The demographics of 3006 PWH followed at SAC between January 1, 2000, and December 31, 2020, are shown (Table 1). Of 378 patients (12.6%) with missing baseline serology, 116 were subsequently found on follow-up testing to be positive. Of the 2628 PWH with baseline serology results, 2503 (95.2%) were positive (Figure 1). Those with negative serology were more likely to be younger, to have been born outside of Canada, to have completed postsecondary education, and to have been diagnosed with HIV later (Table 1). Non-Caucasians were more likely to be seronegative (Table 1). There was no association between the sex of the patient or mean CD4 count at intake and baseline VZV seropositivity (Table 1). Of the 102 patients with negative baseline VZV serology, 40 (39.2%) subsequently received at least 1 dose of chickenpox vaccine. Of these 40, 5 seroconverted, 9 did not seroconvert, and 26 did not have any follow-up serology. Of the remaining 62 seronegative patients (not documented by us to be vaccinated), 5 seroconverted on repeat serology, 1 remained seronegative, and 56 had no subsequent serology. In only 15/2503 (0.6%) individuals with positive baseline VZV serology could we document receipt of any HZ vaccination. Of those 15 vaccinated for HZ, 80% received the subunit conjugate vaccine and 20% the live attenuated vaccine.

Table 1.

Crude and Adjusted Odds Ratios of Risk Factors Associated With Seronegative VZV-IgG at Baseline Compared With Baseline VZV-IgG Positive Among PWH Followed at the Southern Alberta Clinic Between 1/1/2000 and 12/31/2020

Characteristic	Patients With Baseline Test[a]	Baseline VZV-IgG-Negative	Baseline VZV-IgG-Positive	P Value[b]	Crude Odds[c] Ratio (95% CI)	Adjusted Odds[d] Ratio (95% CI)
No. (%)Demographics	2584	101 (3.9)	2483 (96.1)		…	…
Age per 10-y increase in age, mean (SD)	38.7 (10.4)	36.1 (9.7)	38.8 (10.5)	.02	0.78 (0.64–0.97)	0.79 (0.64–0.98)
Sex, No. (%)	…	…	…		…	…
Male	1875 (72.6)	67 (66.3)	1808 (72.8)	.15	Ref	Ref
Female	709 (27.4)	34 (33.7)	675 (27.2)		1.36 (0.89–2.07)	1.31 (0.83–2.06)
Canadian born, No. (%)	1380 (53.4)	29 (28.4)	1351 (54.4)	<.01	Ref	Ref
Non-Canadian born	1204 (46.6)	72 (71.3)	1132 (45.6)		2.96 (1.91–4.59)	2.62 (1.46–4.73)
Ethnicity, No. (%)	…	…	…		…	…
Caucasian	1182 (45.7)	30 (29.7)	1152 (46.4)	<.01	Ref	Ref
Non-Caucasian	1402 (54.3)	71 (70.3)	1331 (53.6)		2.05 (1.33–3.16)	0.94 (0.51–1.72)
Education, No. (%)	…	…	…		…	…
Completed ≤12 y education	1019 (39.4)	25 (24.8)	994 (40.0)	<.01	Ref	Ref
Completed >12 y education	1163 (45.0)	60 (59.4)	1103 (44.4)		2.16 (1.35–3.48)	2.20 (1.35–3.59)
Other/unknown	402 (15.6)	16 (15.8)	386 (15.6)		1.64 (0.87–3.12)	1.58 (0.82–3.01)
CD4 count at clinic intake, mean (SD), cells/mm3	384 (248)	381 (251)	384 (247)	.81	…	…
>200 cells/mm3, No. (%)	1973 (76.4)	76 (75.3)	1897 (76.4)	.79	Ref	Ref
≤200 cells/mm3, No. (%)	611 (23.7)	25 (24.8)	586 (23.6)		1.06 (0.67–1.69)	1.19 (0.74–1.92)
Duration of HIV per 10-y increase, mean (SD)	13.0 (7.2)	11.0 (6.7)	13.1 (7.2)	<.01	0.63 (0.47–0.87)	0.70 (0.51–0.96)

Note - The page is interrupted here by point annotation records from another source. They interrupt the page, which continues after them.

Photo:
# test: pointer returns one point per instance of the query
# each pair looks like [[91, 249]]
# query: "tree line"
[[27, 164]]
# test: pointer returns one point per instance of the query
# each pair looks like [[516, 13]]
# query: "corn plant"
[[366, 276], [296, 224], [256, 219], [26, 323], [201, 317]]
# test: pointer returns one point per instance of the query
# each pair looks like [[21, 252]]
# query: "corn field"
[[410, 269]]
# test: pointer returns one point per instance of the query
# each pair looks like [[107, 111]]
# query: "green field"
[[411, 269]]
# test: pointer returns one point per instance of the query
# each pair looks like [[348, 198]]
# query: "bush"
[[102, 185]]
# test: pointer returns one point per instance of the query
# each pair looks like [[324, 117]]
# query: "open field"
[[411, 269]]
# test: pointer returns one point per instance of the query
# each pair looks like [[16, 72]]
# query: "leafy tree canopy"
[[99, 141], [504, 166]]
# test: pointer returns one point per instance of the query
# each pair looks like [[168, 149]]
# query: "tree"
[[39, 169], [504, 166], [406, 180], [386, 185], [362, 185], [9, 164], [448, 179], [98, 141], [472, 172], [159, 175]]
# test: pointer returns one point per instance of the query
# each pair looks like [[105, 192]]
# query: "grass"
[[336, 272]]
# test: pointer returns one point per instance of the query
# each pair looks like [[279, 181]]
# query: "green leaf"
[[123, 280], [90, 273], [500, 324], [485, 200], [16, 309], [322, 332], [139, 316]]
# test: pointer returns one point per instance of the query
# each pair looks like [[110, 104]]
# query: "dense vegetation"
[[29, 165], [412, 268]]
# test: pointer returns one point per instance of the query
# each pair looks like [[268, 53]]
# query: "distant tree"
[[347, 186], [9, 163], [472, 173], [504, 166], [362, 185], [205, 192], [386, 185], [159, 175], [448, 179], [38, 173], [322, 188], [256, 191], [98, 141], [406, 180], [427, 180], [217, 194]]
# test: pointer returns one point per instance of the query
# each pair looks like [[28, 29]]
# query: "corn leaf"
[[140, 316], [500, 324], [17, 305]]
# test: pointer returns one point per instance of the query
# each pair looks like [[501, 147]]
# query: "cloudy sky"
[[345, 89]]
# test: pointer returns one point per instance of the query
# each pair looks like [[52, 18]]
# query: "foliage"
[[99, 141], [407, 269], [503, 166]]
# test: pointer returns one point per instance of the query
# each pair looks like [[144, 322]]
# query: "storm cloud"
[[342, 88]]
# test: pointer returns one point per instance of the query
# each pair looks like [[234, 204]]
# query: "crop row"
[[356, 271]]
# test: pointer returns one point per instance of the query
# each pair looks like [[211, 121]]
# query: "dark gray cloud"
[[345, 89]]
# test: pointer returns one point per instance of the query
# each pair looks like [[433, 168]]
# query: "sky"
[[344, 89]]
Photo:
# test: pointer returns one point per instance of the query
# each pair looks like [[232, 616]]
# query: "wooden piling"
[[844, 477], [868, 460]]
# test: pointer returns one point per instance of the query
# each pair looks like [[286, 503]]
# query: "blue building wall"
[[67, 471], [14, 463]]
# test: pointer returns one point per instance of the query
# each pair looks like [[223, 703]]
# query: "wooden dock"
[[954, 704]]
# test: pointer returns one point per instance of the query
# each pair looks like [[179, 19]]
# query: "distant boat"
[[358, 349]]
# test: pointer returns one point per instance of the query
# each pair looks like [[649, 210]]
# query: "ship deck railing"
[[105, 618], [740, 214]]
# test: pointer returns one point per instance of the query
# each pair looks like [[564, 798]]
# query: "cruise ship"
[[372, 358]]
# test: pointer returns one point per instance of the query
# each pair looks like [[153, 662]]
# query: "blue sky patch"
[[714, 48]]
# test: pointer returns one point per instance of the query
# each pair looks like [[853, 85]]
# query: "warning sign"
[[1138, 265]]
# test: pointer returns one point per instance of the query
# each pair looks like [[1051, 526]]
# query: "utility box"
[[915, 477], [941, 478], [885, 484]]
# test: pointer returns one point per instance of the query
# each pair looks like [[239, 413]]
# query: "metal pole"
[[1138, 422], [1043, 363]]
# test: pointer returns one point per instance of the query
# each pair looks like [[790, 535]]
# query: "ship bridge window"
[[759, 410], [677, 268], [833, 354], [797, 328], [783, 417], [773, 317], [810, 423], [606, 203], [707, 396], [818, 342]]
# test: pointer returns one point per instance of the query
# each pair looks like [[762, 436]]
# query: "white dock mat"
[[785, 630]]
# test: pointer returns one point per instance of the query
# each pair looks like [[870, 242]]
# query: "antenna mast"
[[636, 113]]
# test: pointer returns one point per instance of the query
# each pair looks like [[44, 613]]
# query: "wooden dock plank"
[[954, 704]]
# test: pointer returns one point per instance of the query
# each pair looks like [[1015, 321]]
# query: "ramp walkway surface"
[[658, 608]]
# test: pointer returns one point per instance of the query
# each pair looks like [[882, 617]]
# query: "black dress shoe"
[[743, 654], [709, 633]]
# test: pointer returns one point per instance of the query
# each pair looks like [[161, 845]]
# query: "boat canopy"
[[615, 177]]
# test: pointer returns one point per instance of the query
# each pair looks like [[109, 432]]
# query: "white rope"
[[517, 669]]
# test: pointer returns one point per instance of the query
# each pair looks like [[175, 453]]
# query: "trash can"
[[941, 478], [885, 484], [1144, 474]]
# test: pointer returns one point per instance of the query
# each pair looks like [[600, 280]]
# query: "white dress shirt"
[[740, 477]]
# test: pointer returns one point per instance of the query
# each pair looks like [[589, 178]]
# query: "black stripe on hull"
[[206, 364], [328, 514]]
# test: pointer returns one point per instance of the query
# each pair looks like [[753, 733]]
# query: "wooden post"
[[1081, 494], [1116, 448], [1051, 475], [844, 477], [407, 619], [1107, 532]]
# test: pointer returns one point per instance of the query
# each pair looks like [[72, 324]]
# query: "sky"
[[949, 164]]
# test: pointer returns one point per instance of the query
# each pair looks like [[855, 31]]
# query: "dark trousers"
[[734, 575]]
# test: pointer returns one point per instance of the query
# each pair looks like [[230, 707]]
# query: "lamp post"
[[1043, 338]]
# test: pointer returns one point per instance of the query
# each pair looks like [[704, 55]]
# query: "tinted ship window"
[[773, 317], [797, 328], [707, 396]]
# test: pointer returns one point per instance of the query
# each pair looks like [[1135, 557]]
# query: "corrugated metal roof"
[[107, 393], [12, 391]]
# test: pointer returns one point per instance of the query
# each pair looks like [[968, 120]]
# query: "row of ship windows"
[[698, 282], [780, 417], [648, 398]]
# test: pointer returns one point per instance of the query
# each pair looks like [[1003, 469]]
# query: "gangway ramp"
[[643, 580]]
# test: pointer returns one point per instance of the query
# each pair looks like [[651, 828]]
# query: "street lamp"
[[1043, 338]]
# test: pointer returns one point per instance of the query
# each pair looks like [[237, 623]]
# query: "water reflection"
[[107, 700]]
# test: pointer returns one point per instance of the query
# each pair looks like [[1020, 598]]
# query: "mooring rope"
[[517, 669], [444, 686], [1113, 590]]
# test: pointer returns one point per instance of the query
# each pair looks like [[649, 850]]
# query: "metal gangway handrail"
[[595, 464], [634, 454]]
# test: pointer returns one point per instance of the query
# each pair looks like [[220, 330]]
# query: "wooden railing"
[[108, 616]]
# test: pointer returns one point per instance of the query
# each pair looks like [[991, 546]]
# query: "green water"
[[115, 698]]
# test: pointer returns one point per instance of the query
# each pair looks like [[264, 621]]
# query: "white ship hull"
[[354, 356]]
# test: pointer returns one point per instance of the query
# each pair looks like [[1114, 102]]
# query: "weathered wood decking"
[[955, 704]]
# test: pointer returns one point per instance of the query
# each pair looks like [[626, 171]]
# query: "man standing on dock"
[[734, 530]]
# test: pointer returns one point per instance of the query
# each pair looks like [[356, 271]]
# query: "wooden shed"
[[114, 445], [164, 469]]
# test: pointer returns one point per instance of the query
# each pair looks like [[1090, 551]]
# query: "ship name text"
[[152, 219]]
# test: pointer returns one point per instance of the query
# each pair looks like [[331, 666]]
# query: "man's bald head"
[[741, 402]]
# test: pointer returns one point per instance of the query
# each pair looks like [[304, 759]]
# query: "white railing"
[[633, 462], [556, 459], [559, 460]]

Abbreviations: IgG, immunoglobulin G; PWH, people with HIV; VZV, varicella-zoster virus.

Twenty-three patients had an indeterminate serology at baseline and were not included; 378 patients did not have a serology result at baseline, 16 patients were excluded as they had missing CD4 count measures at clinic intake or initial HIV diagnosis dates were missing, 5 individuals were intersex and excluded, all had positive baseline VZV-IgG.

P value comparing baseline VZV-IgG-negative patients with baseline VZV-IgG-positive patients.

Logistic regressions to estimate odds of having a negative baseline VZV-IgG.

Adjusted model includes sex, race/ethnicity, place of birth, education level, CD4 count at clinic intake, age at clinic entry, and duration of HIV infection at study end date.

Figure 1.

Study population, VZV serology, and health care–attended VZV encounters of patients followed at the Southern Alberta Clinic between January 1, 2000, and December 31, 2020. aPatients with >1 inpatient or ED/UC encounter within the study period were included. bED and UC visits leading to inpatient admissions already included in the study were not counted. Abbreviations: ED, emergency department; IgG, immunoglobulin G; UC, urgent care; VZV, varicella-zoster virus.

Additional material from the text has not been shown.